Growth is a double edged sword. Unchecked, growth can be cancerous and destructive. It is this type of ceaseless expansion that has put our society into the precarious environmental and financial positions in which we currently find ourselves. On the other hand, growth can be regenerative and life-giving. Following a forest fire or a bitter winter, the first green shoots to emerge from the earth bear witness to the earth's ability to restore life in the wake of disaster.

My goal for this blog is pretty simple and open-ended: I want to document and share with family and friends my efforts to incorporate an ever increasing degree of self sufficiency, voluntary simplicity, and environmentally-conscious design into my life as a would be urban homesteader.


Friday, January 20, 2012

Incubatin'


Last week one of our hens, Scratchy, died. I knew something was up with her the day before, when she hadn't come bounding out of the coop as I opened the door. Rather, she quietly hung out in the chicken run drinking water and occasionally pecking at the food. This was the first I'd noticed anything being amiss with her, and by the next day she was dead. That same day, the kids noticed that one of the white chickens we had raised from the batch of chicks this past Spring had hidden a few eggs in the leaves under our wood rack. In light of Scratchy's passing, they asked if we could try to hatch a new baby chick. Having looked into the matter previously, I was a bit dubious about our prospects for two reasons:

1. Incubating eggs is surprisingly tricky, and seemed best done by either a store bought incubator or a live chicken.

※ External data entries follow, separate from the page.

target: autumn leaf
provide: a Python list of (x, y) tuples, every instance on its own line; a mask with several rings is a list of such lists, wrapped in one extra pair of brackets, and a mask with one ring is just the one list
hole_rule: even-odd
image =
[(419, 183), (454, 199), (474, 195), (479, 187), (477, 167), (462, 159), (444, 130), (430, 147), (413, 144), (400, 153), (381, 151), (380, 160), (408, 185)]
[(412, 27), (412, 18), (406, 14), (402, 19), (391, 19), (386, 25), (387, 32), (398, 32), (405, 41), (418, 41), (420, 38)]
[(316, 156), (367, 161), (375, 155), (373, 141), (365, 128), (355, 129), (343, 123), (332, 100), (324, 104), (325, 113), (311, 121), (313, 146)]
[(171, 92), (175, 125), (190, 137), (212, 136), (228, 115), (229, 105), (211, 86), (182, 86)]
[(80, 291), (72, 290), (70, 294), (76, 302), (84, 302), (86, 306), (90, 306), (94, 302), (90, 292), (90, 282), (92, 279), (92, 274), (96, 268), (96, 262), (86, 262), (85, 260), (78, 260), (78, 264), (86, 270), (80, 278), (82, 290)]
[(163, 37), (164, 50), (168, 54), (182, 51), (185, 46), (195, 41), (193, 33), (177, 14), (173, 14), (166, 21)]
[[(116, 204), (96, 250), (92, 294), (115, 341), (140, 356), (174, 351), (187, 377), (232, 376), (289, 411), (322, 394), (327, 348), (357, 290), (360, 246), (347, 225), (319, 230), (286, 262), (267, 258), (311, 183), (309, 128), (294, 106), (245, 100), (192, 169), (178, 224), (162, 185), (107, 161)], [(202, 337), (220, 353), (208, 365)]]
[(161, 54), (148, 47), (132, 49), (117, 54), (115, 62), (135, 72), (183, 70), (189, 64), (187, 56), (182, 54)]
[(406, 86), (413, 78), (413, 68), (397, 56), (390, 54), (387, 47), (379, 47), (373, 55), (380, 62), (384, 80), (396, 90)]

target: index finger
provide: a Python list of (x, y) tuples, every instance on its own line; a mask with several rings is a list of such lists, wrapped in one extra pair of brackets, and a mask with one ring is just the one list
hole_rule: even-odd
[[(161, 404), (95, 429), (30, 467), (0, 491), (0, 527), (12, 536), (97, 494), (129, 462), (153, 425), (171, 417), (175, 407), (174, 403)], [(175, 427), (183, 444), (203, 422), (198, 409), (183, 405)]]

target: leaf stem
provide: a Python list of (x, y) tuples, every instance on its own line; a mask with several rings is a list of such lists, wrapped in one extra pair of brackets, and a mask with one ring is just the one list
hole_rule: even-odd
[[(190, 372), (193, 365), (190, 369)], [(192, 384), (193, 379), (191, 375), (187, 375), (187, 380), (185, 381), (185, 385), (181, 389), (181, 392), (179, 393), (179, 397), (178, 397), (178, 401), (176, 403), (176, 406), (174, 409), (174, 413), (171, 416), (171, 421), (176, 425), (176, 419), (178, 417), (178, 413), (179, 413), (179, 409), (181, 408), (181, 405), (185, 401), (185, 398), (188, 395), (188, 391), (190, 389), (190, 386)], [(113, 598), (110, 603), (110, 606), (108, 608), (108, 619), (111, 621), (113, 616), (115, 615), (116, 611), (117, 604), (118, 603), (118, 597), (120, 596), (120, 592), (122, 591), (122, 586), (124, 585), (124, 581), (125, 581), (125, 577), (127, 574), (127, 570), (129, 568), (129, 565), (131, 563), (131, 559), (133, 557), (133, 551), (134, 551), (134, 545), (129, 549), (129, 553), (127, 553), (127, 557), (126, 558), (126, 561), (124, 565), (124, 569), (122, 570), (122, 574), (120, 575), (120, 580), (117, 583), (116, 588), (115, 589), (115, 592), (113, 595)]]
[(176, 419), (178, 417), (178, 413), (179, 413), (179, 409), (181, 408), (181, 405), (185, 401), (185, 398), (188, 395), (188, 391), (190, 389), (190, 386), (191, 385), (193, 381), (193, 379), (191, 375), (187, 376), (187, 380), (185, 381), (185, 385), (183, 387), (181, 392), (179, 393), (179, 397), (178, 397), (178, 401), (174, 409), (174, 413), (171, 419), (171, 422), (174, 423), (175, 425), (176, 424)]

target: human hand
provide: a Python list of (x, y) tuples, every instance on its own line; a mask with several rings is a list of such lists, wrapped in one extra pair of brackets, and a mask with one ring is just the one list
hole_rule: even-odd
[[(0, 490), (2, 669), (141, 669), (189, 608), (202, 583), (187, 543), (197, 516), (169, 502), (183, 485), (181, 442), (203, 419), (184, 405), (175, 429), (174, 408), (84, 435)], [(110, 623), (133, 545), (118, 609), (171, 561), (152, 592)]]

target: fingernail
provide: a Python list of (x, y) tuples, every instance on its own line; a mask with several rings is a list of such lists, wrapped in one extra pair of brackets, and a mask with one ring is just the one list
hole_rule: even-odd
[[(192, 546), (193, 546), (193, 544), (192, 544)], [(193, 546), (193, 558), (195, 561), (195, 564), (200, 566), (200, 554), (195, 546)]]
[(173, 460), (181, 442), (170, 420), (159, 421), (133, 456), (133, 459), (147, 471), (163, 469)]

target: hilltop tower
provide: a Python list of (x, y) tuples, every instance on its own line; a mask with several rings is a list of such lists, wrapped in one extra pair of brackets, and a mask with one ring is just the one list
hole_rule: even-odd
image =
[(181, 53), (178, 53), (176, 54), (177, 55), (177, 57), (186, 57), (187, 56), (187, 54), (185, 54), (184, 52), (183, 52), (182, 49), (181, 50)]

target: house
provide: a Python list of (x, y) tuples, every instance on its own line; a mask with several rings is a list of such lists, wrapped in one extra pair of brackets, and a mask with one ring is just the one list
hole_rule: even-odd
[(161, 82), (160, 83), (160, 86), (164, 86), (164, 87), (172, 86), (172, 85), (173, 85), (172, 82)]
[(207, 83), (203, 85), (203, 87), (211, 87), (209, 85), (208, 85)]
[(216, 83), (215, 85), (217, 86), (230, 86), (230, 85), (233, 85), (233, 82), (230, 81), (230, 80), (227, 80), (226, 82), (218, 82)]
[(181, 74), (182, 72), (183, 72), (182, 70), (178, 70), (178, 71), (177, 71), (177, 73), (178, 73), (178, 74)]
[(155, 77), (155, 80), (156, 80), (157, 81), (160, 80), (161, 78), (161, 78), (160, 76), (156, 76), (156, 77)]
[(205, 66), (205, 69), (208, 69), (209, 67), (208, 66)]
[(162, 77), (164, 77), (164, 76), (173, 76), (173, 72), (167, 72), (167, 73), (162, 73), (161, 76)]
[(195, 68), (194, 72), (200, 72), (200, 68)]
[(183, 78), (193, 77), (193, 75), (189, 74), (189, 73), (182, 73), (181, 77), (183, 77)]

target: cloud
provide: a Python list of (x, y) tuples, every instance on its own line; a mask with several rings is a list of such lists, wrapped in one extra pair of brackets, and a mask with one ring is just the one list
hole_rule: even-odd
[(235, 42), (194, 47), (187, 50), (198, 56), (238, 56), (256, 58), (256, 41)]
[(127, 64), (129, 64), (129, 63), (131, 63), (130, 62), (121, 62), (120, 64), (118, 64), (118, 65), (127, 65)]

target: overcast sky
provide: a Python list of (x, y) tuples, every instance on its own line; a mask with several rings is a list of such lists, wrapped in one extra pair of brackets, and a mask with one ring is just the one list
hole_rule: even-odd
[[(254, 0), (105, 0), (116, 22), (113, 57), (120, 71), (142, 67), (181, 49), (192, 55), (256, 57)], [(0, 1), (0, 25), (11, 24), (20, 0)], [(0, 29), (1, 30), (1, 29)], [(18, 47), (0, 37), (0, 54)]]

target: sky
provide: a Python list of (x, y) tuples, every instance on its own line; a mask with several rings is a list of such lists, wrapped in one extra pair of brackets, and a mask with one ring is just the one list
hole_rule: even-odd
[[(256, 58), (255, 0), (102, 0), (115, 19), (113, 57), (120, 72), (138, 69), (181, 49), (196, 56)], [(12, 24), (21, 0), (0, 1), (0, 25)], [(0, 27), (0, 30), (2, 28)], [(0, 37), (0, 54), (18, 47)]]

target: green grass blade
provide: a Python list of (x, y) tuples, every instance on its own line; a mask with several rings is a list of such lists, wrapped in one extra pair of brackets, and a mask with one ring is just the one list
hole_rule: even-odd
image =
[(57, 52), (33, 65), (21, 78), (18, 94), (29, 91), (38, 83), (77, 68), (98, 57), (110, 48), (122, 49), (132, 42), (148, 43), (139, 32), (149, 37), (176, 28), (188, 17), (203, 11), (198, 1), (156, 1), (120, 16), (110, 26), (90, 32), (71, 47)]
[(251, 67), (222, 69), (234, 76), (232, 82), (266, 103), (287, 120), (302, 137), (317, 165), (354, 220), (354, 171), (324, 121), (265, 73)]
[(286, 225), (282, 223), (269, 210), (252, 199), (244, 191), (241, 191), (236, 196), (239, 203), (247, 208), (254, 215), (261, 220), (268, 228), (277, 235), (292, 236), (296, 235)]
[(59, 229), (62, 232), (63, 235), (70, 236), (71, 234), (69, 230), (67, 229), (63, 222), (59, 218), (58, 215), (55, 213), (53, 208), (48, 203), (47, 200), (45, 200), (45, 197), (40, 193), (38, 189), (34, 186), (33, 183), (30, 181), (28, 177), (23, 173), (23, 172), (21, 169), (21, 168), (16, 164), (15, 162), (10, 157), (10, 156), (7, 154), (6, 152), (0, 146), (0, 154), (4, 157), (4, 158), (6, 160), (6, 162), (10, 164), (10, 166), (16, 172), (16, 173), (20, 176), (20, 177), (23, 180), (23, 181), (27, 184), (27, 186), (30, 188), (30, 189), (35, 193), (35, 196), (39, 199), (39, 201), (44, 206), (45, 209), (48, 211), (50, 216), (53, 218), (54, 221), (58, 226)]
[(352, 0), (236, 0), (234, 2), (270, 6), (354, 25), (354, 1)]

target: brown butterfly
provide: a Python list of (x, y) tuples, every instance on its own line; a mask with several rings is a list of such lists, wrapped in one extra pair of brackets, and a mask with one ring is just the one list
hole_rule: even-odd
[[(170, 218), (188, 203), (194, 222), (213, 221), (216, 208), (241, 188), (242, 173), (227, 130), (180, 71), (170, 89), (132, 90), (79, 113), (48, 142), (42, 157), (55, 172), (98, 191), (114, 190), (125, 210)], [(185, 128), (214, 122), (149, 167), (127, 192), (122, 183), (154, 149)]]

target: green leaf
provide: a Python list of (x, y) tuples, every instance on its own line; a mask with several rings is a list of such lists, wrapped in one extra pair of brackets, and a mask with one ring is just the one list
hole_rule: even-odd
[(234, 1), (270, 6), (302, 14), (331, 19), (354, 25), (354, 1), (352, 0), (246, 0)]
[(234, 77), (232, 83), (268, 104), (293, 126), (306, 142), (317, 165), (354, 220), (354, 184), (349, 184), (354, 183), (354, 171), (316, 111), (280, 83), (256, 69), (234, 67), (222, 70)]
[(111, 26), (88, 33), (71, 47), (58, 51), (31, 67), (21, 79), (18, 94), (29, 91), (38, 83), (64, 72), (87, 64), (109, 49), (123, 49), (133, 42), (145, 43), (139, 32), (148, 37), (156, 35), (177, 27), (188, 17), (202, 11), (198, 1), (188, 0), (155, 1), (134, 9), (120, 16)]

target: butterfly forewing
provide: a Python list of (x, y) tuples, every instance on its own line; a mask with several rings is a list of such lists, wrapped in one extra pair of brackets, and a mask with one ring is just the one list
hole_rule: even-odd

2. Brown Spot, our rooster, is so hen pecked - both by actual hens and our well intentioned children - that I doubt he has actually gotten his groove on enough fertilize many eggs.

Nevertheless, it seemed like a fun project to do with the kids on a day off school. We built the incubator completely out of materials that were laying around the house. The only thing we had to purchase was a 25 watt light bulb. Everything was put together, and in went the 3 eggs. We counted out the 21 days it should take for them to grow, and as luck would have it, the prospective hatch day is the boys' 8th birthday. Will anything come of this? I hope so, but I'm not going to hold my breath.